Recently I was writing some functions to do unit conversions. Specifically, I was converting between points (1/72 of an inch) and EMUs (1/914400 of an inch). Part of the point of EMUs is that you can use them for high-precision values without needing floating point arithmetic, so I was storing them in a long. The application in question deals with fractional points, so those went into a double. Now, what’s the largest positive point that we can convert into an EMU without any overflow? If we do a little math we see that there are 12,700 EMUs per point, so the obvious answer should be long.MaxValue / 12700.0, which comes out to a bit over 7.2E14. Excellent. However, if I turn that around and convert that many points back into EMUs, I get -9.2E18. Oh dear.

Those of you familiar with IEEE 754 saw this coming half a paragraph ago, but I’ll spell it out for the rest of us. C#’s double value (as defined by section 4.1.1 of the C# spec) is a 64-bit floating point value. It’s magnitude goes up to roughly 10E308, but it only has about 15-16 digits of precision. So for values above 10E15, it’ll have more and more error.

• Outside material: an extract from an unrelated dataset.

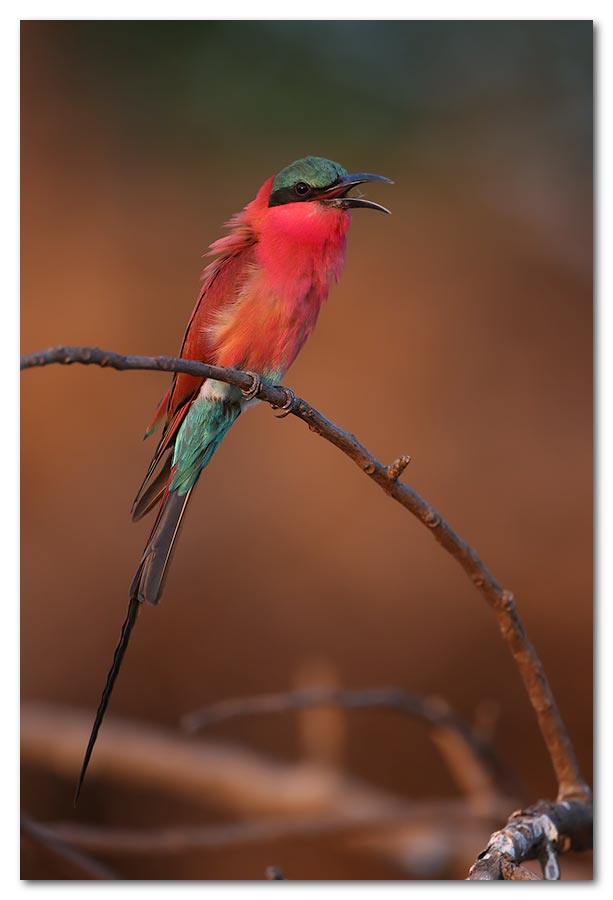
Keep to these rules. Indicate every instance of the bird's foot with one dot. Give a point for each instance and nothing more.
(288, 406)
(251, 392)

In the case of long.MaxValue, which has 19 digits, simply converting that to a double gives us a value that’s actually greater than long.MaxValue by almost 5000. Naturally, when we do some double arithmetic (namely, (long.MaxValue / 12700.0) * 12700.0) that should wind up at long.MaxValue we actually end up slightly higher, so when we convert that back into a long, it overflows and becomes negative.

So what is the largest point that we can convert into an EMU? If we stick with storing points in a double, we should restrict ourselves to only use so many points that we won’t get EMU values larger than what double precision floats can accurately distinguish between. This leaves us with a ceiling somewhere between 1.0E15 and 1.0E16 EMUs. There are 914,400 EMUs in an inch, so this us a maximum magnitude of rather more than seventeen thousand miles, which happens to be enough for our purposes. So that’s a viable solution.

We could also use C#’s decimal type. Intended for use with currency values, decimal has a smaller magnitude than double, but a full 28 digits of precision, at the cost of 4 extra bytes. We don’t happen to need 13 more orders of magnitude in our lengths, and 4 bytes can add up quickly when we start storing tens of millions of objects, which isn’t uncommon.

C# has a reasonably good set of abstractions that let we programmers focus on more higher-level tasks, but there are still some boundaries where our high-level expectations can collide with the low-level reality. These liminal states are ripe for unexpected errors, when our convenient abstractions (in this case, that double is equivalent to a real number) run up hard against reality.